Here’s the call to action:
Mountaintop removal mining doesn’t happen here in Philadelphia, or even in Pennsylvania, but the decision to destroy our Appalachian mountains, happens at 1650 Arch St., Philadelphia, PA 19103.
It is where we need to be.
The EPA Office in Philadelphia is currently reviewing 23 mountaintop removal mining permits. Community leaders in West Virginia are organizing around the clock to stop these permits and to stop further destruction from mining. In the past few months, senior citizens have marched to Massey Energy subsidiary Mammoth Coal, bringing a message to end mountaintop removal mining.
In Pennsylvania, we need to stand with West Virginians. Nearly 500 miles away, we have the opportunity to get the attention of EPA administrators deciding on the mining permits. Join us on March 1st to speak out against mountaintop removal mining.
What: Protest! We will have signs, information flyers, and chants prepared
Where: 1650 Arch St., Philadelphia
When: March 1st, beginning at 11am
Who: You! Recruit a friend or 5
RSVP: If possible, let us know if you are planning on coming.
Robin Markle: robinmarkle [at] gmail.com, 845.594.9138
Amy Wilson: amy [at] energyjustice.net, 507.581.4421
You can also RSVP and invite your friends on facebook: http://www.facebook.com/event.php?eid=299942490770
To see how mountaintop removal is affecting communities, check out this trailer to the film Burning the Future: http://www.youtube.com/watch?v=kQPYKD4WGew
Signs, information flyers and chants outside a government office. A facebook page and a youtube video. Do these strike you as terrorist acts?

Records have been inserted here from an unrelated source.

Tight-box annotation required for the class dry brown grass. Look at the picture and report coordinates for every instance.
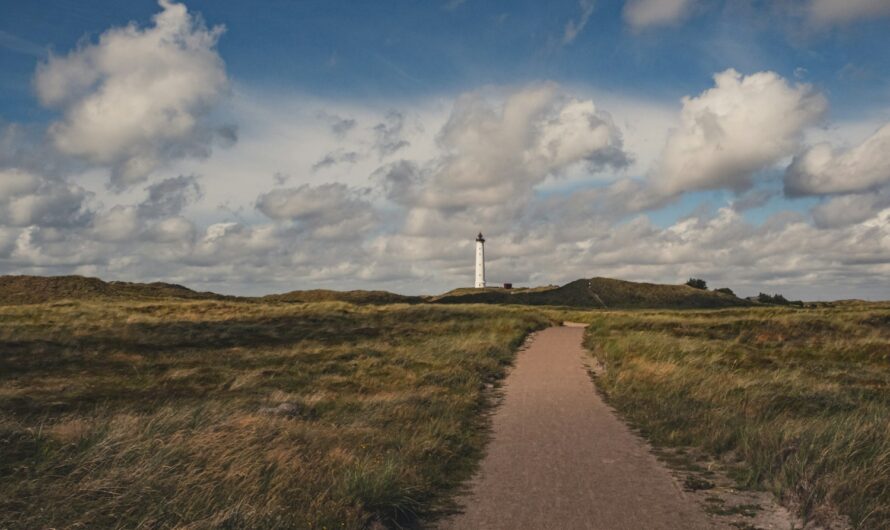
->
[586,303,890,529]
[0,301,548,529]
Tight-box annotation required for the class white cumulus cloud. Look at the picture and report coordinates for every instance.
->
[35,0,233,188]
[651,69,827,194]
[785,123,890,196]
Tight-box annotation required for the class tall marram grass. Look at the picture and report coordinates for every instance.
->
[0,301,548,529]
[586,304,890,529]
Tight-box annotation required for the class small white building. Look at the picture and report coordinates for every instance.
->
[475,232,485,289]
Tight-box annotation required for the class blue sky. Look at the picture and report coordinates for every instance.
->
[0,0,890,298]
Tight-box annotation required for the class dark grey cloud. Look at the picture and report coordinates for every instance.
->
[312,149,361,172]
[139,175,203,218]
[374,110,410,157]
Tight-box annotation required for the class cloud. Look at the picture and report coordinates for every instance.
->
[651,69,827,194]
[562,0,594,44]
[34,0,234,189]
[806,0,890,26]
[812,187,890,228]
[623,0,695,30]
[408,84,630,210]
[139,175,203,217]
[312,149,361,171]
[318,111,357,140]
[256,183,376,239]
[0,168,91,227]
[785,123,890,196]
[374,110,410,157]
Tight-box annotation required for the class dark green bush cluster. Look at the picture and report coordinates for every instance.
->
[686,278,708,291]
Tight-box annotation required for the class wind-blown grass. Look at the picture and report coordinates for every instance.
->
[0,301,548,528]
[585,304,890,529]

The report disseminated by the Pennsylvania Office of Homeland Security suggested so. Its Pennsylvania Actionable Intelligence Report of February 22, 2010 cited “open and closed sources of intelligence” to classify the upcoming EPA protest with a Threat Indicator Warning of “Moderate.” As the Homeland Security report explains, a “Moderate” Warning is given when:
Available intelligence and recent events indicate that hostile elements have the capability to take action against the target and that such action is within the adversary’s current intent. It is assessed that an attack or action is likely to be a priority and might well be mounted.
The Pennsylvania Office of Homeland Security’s intelligence assessment labeled these protesters to be “hostile elements” capable of an attack and intending to take action, likely to be a priority and one that might well be mounted. But the news media didn’t seem to think so: no professional news organizations even covered the protest, and there wasn’t so much as a misdemeanor civil disobedience arrest at the protest. The EPA office didn’t see the group as a threat either: after the group asked, the EPA sent down an administrator to have a chat, hardly the action to take in the midst of a terrorist attack. The administrator scheduled a follow-up meeting with the group in his office. What high terrorist drama!
This morning I spoke with Amy Wilson and Robin Markle, the two activists who planned the March 1 action. Both were surprised to find out that their First Amendment activities had been the subject of a Homeland Security intelligence report. When I asked Wilson whether her group had carried out any form of assault or attack, she responded directly: “No. It was entirely peaceful.” Robin Markle agreed, musing that “Maybe it got a little noisy, but it was completely peaceful.” “We’re planning a book reading next,” Markle pointed out. “Should we watch out?”